Confessions of A College Freshman
by Jennifer Kimbell


This article is one that I send out to all the freshmen who find it difficult to assimilate into our well-known SB culture of cheap booze and painfully incoherent nights. I came to UCSB as a reluctant eighteen-year-old, wary of the party reputation that this school is famous nationwide for, but as I now enter my final quarter as a freshman, I find myself reflecting on the many terrifying, fun, and sober Friday and Saturday nights which I have spent in Santa Barbara. The one that stands out most in my mind is the night which my friends call ‘the night of the graffiti cavern’.

As usual, Friday night rolls around in its lazy, anticlimactic fashion with my friends mulling over what we should do for the evening. Go to IV and get trashed? Attend some frat party? Wander around DP for an open party where the Natty Light and mysterious ‘jungle juice,’ flows like a dizzy, liquid rainbow? No, this night would be different. This night, we will go to the ominous ‘boneyards’ that my friend had raved so much about. Spur of the moment, we leave our dorm rooms armed with nothing but cameras, warm clothes, and phones. I was wearing heels, by the way; this is pertinent due to the many times I tripped and fell in the dark puddles that litter the path across the lagoon. On the way we heard an eerie, inhumane screech that we reciprocated with an equally terrifying scream but alas, it was only two raccoons having sex doggy style in the bushes.

We continue on this mission to find the “boneyards” and stumble, literally, across the beach that runs along DP. We forgot about high tide. By the end of the night we were wet, no, soaked to our chests. One of my friends, Caitlin, was so drenched that she proceeded to recreate the scene from The Little Mermaid, in which the waves dramatically crash against the rocks as Ariel finishes the song ‘Part of Your World.’ My friend has red hair and we have photographs of this. After Caitlin’s tribute to the Disney classic, we advanced on our trek to the boneyards.

Perhaps, if you have sunbathed on DP’s beach, you noticed the various caves that line the cliffs. Pretty, right? Not at night. Not at one in the morning. They are the most frightening natural phenomenon that I have ever explored. The night was pitch black and our only light source was from the dim lights of our cellphones and the camera. As I took a photograph of the cave, for the split second the flash lasted, I saw the shadowy figure of a man with pointed feet. Yes, he had pointed feet. I screamed at the top of my lungs and dashed off with my confused friends trailing after me. They had not seen this dark figure and were only yelling because I was. Needless to say, I felt stupid, but more scared than anything. We then finally arrived at the foreboding boneyards.
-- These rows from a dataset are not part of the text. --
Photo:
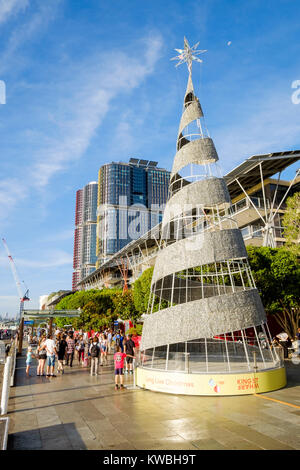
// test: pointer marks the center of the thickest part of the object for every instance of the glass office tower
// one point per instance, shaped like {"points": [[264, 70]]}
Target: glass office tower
{"points": [[131, 200], [84, 259]]}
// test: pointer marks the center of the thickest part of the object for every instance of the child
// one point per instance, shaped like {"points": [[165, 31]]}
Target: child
{"points": [[119, 365], [29, 359]]}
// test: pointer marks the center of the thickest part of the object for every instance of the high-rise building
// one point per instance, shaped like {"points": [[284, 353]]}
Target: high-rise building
{"points": [[84, 258], [131, 200]]}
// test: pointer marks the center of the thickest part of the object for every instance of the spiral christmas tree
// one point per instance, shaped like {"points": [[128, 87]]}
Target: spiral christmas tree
{"points": [[205, 313]]}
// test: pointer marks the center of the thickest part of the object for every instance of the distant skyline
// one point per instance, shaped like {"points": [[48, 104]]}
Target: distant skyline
{"points": [[87, 83]]}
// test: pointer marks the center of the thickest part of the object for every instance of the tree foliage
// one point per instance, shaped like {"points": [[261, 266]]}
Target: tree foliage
{"points": [[276, 272], [291, 223], [124, 307], [141, 293], [97, 309]]}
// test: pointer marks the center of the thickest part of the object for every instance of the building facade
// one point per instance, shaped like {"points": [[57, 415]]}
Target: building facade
{"points": [[258, 205], [131, 200], [84, 256]]}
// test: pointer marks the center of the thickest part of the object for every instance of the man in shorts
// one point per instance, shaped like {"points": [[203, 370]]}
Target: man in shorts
{"points": [[119, 357], [130, 351], [51, 351]]}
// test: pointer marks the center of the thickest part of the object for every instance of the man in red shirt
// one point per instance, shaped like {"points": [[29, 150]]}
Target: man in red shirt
{"points": [[119, 358]]}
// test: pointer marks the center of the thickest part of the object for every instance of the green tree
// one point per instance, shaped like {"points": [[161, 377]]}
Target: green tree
{"points": [[96, 305], [141, 293], [291, 223], [124, 306]]}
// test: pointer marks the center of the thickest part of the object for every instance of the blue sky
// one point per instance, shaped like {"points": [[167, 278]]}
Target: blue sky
{"points": [[91, 81]]}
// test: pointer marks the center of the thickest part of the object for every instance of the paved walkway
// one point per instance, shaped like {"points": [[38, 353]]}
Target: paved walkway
{"points": [[77, 411]]}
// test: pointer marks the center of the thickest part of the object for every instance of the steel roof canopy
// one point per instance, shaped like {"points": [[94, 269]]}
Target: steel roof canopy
{"points": [[248, 172]]}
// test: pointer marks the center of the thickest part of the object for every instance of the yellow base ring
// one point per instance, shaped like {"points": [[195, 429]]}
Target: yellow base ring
{"points": [[211, 384]]}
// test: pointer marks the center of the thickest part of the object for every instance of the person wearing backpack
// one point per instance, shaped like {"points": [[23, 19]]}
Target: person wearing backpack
{"points": [[94, 352]]}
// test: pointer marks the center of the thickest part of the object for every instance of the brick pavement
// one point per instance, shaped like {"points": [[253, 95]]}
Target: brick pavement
{"points": [[77, 411]]}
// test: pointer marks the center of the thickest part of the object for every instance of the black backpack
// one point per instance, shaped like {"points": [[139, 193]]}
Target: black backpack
{"points": [[94, 350]]}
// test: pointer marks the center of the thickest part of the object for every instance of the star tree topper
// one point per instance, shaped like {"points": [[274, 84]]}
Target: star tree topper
{"points": [[188, 54]]}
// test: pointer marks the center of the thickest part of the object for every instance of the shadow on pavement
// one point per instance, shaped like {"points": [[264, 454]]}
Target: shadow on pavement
{"points": [[58, 437]]}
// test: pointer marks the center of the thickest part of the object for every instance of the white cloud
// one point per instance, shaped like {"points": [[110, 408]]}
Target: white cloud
{"points": [[9, 7], [12, 191], [86, 108], [54, 259], [273, 126], [81, 102]]}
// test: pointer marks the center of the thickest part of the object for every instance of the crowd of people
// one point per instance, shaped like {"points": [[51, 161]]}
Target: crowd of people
{"points": [[89, 349]]}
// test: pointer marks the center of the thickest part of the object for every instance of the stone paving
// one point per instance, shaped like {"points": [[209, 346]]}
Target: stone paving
{"points": [[78, 411]]}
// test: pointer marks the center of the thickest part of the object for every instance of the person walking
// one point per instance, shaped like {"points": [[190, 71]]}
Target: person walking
{"points": [[130, 351], [94, 353], [80, 350], [29, 357], [41, 356], [51, 351], [61, 353], [109, 341], [119, 358], [103, 349], [70, 348]]}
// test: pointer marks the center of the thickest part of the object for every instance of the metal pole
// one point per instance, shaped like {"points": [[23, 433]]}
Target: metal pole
{"points": [[187, 363], [254, 362], [6, 386], [167, 358], [21, 332]]}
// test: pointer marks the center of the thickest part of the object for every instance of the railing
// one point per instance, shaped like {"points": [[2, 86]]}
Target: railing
{"points": [[252, 231], [243, 204], [213, 356]]}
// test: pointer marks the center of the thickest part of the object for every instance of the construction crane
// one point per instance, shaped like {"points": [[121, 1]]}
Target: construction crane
{"points": [[23, 297]]}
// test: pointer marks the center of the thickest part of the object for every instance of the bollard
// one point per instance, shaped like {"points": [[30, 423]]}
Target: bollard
{"points": [[187, 363], [133, 387], [6, 386], [254, 362]]}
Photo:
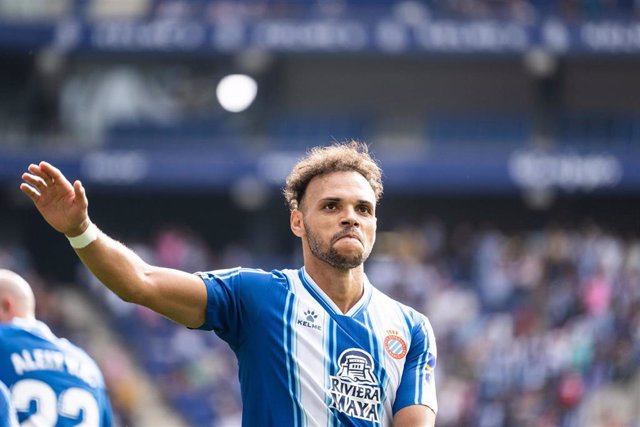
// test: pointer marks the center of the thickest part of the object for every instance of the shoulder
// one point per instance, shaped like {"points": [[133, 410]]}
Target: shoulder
{"points": [[416, 321], [244, 276]]}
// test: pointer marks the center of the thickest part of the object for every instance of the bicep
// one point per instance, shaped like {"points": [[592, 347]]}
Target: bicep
{"points": [[177, 295], [414, 416]]}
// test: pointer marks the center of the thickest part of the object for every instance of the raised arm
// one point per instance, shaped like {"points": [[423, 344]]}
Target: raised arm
{"points": [[175, 294]]}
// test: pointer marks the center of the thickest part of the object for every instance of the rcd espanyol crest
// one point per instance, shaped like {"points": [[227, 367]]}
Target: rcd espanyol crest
{"points": [[354, 390]]}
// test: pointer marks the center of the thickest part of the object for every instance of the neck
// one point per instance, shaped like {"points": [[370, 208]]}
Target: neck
{"points": [[344, 287]]}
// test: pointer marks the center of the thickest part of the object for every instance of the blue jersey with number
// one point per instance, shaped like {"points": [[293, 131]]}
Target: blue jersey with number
{"points": [[7, 414], [52, 382], [305, 363]]}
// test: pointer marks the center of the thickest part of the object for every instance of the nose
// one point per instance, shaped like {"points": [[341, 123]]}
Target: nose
{"points": [[350, 219]]}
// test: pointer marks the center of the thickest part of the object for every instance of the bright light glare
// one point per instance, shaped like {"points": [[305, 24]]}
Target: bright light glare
{"points": [[236, 92]]}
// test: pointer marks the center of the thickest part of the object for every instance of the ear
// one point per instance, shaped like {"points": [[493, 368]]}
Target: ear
{"points": [[296, 223]]}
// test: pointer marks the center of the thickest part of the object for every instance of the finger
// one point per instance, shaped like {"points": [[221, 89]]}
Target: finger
{"points": [[34, 181], [30, 191], [81, 195], [52, 171]]}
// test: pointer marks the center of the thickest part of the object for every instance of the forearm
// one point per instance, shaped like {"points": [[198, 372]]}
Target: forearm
{"points": [[174, 294], [117, 267]]}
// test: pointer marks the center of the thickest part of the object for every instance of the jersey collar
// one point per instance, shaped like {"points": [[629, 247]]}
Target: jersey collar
{"points": [[327, 302]]}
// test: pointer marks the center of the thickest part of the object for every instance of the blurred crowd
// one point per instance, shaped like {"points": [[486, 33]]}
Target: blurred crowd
{"points": [[535, 328], [215, 10]]}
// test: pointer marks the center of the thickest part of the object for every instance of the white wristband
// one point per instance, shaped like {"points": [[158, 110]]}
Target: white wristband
{"points": [[83, 240]]}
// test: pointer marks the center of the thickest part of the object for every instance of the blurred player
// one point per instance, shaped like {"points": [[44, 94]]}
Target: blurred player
{"points": [[52, 382], [7, 413], [317, 346]]}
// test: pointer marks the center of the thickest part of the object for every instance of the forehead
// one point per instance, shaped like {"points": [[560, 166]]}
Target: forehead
{"points": [[341, 185]]}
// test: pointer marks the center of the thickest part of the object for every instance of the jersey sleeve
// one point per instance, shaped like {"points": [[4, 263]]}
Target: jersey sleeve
{"points": [[417, 386], [235, 298], [8, 418]]}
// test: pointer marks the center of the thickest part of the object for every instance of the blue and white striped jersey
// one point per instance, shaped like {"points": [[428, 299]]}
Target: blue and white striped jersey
{"points": [[305, 363], [52, 382], [7, 414]]}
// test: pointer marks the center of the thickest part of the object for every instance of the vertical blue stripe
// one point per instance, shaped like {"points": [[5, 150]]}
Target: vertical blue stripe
{"points": [[423, 362], [288, 324], [326, 358], [294, 335], [334, 366], [380, 372]]}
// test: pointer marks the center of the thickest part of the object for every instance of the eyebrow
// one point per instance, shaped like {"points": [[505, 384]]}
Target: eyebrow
{"points": [[339, 199]]}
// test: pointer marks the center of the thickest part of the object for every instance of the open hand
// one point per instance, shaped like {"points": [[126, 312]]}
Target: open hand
{"points": [[62, 205]]}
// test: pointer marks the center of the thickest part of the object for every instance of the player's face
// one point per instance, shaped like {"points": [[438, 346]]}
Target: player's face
{"points": [[339, 219]]}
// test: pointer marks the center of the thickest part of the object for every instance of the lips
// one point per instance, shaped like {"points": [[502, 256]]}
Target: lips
{"points": [[347, 234]]}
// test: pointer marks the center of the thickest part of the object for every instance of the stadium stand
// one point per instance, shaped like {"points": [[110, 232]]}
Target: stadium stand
{"points": [[510, 211]]}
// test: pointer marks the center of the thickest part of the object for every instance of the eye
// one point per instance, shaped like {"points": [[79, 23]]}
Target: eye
{"points": [[364, 209]]}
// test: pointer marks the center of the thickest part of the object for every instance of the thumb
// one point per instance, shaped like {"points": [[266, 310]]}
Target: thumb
{"points": [[81, 195]]}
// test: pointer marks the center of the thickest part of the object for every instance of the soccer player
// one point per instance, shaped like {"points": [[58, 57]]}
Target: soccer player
{"points": [[7, 413], [52, 382], [316, 346]]}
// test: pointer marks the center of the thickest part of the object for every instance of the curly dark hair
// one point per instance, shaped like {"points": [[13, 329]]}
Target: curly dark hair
{"points": [[338, 157]]}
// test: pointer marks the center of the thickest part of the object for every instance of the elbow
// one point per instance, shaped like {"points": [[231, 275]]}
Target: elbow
{"points": [[137, 290]]}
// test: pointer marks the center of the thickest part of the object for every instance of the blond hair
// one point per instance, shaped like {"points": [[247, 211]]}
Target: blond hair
{"points": [[338, 157]]}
You know those photographs of the decrepit building covered in graffiti that you can see in the Davidson Library? Well those were the boneyards. Sure they look cool in the pictures but you should go there at night. As I have mentioned before, we were sans flashlights. With every flash photo, we were visually bombarded with bright, creepy graffiti and when we looked down we saw the floor strewn with used syringes, empty spray cans, broken beer bottles, and moldy sleeping bags and sweatshirts. It was a disgusting and dank feeling in there, but then again, I am a fear junkie and I got my fix.

After we had spent a few nauseating minutes inside this, what Caitlin (Little Mermaid) and I called, graffiti cave, we turned back and finished our odyssey. We found ourselves in front of the freshmen dorms, our seawater drenched clothes matted against our bodies and we were still pulsating with the adrenaline from our sober adventure.

There are many things to do at this school. We have the trails that zigzag through the Santa Ynez Mountains and the pier that leads to the beautiful Pacific that smiles up at us everyday. So next time you limit yourself to what you feel you can do on the weekends or if you are tired of the usual, please take a walk on the clichéd ‘road less trodden,’ and take it literally. You will find a new dimension to this university.